Mohammad Masud Hasan Patwary, direktur DoE (pemantauan dan penegakan hukum), mengatakan departemennya memutus saluran listrik dan gas ke pabrik-pabrik tanpa ETP tahun lalu.
Dia mengatakan pengadilan kemudian memerintahkan mereka untuk memperbaiki sambungan ketika pemilik pabrik menyerahkan laporan kepatuhan.
Pejabat tersebut mengatakan bahwa mereka secara teratur melakukan upaya kepatuhan.

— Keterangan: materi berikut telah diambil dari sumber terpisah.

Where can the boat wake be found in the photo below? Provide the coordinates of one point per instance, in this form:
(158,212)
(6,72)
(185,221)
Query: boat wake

“Kami telah menutup enam pabrik pewarna dan pabrik penggilingan ulang di Shyampur. Masalahnya adalah ketika kita melakukan perjalanan di satu pabrik, pabrik lainnya tutup. Beberapa pemilik pabrik terkadang tidak mengelola ETP dan kita mengetahuinya. Kami tidak memiliki cukup tenaga untuk memantau mereka sepanjang waktu,” katanya.
Azizul Haque, sekretaris jenderal Asosiasi Pabrik Pencelupan Shyampur, tidak menerima telepon dari koresponden untuk memberikan komentar.
Namun, Mehedi Mokammel, sekretaris asosiasi, mengklaim bahwa mereka menjalankan ETP.